Throttling is event that goes above and beyond eviction in severity. Essentially when physical memory becomes really low and eviction doesn’t do quick enough job freeing it – time for throttling to kick in. The cache cluster will not write data to any cache that resides on a throttled cache host until the available physical memory increases to resolve the throttled state.The most obvious symptom of throttling will come from applications. Attempts to write to the cache will generate DataCacheException errors – http://msdn.microsoft.com/en-us/library/ff921032.aspx. More on eviction and throttling – http://msdn.microsoft.com/en-us/library/ff921021.aspx, http://msdn.microsoft.com/en-us/library/ff921030.aspx.
Finally some thoughts from experience:
Lead Hosts. When the leadHostManagement and leadHost settings are true, the cache host is elevated to a level of increased responsibility in the cluster and designated as a lead host. In addition to the normal cache host’s operations related to caching data, the lead host also works with other lead hosts to manage the cluster operations.When lead hosts perform the cluster management role, if a majority of lead hosts fail, the entire cache cluster shuts down. Alternatively, if using SQL Server and no lead hosts if SQL Server fails the cluster will shut down. There is some additional overhead involved in lead host communication. It is a good practice to run your cluster with as few lead hosts as necessary to maintain a quorum of leads. For small clusters, ranging from one to three nodes in size, it is acceptable to run all nodes as lead nodes as the amount of additional overhead generated by a small grouping of lead hosts will be relatively low. For larger clusters, however, to minimize overhead involved in ensuring cluster stability, it is recommended to use a smaller percentage of lead hosts—for example, 5 lead hosts for a 10-node cluster. You have to balance here is added security\stability of more lead hosts vs. overhead that lead hosts suffers due to cluster management role.
Also its recommended not to allocate more than 16GB for the AppFabric server (and corresponding 8GB for the cache host configuration). If the cache host’s size is larger than 16GB/8GB, garbage collection could take long enough to cause a noticeable interruption for clients.A common recommendation is to spec AppFabric servers with 16GB of physical RAM, and set the cache host size to 7GB. With this arrangement, you can expect about 14GB to be used by the AppFabric process, leaving 2GB for other server processes on the host.

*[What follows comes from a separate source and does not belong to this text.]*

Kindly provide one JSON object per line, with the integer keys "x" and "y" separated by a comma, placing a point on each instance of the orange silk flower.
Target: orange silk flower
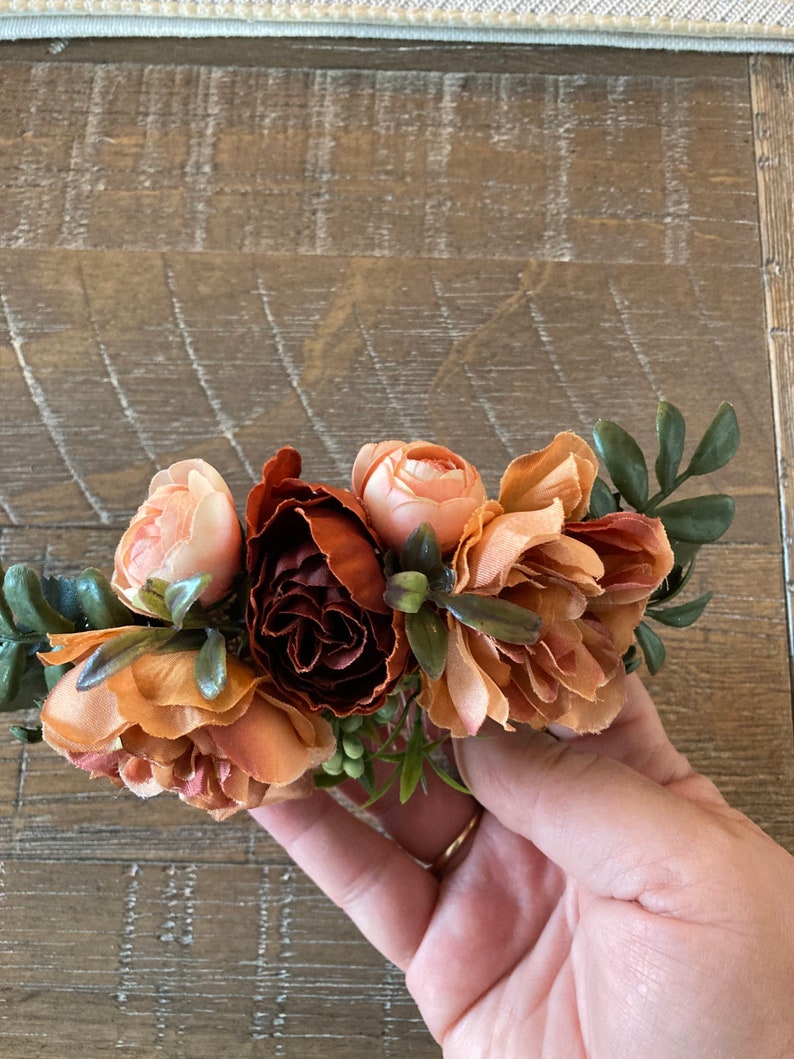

Default client setting of maxConnectionsToServer=1 will work in many situations. In scenarios, when there is a single shared DataCacheFactory and a lot of threads are posting on that connection, there may be a need to increase it. So if you are looking at a high throughput scenario, then increasing this value beyond 1 is recommended. In general you will be looking at very modest increase based on number of hosts on your cluster.
You should have an odd number of lead host servers when using a lead host configuration since a majority of lead hosts (> 50%) are required for the cluster to stay alive. 3, 5 or 7… etc.Use at least 4 servers if you plan to use the High Availability feature; since 3 servers are required for HA if you need to do maintenance on the cluster having an extra server will allow you to pull out a node without disrupting the cluster.
Well that pretty much does it on basics. Through the years my colleagues Rick McGuire, Ryan Berry and Xuehong Gan of Microsoft were critical in helping me and customers on AppFabric support and its with their help that I could learn this product, so huge thanks to them as well.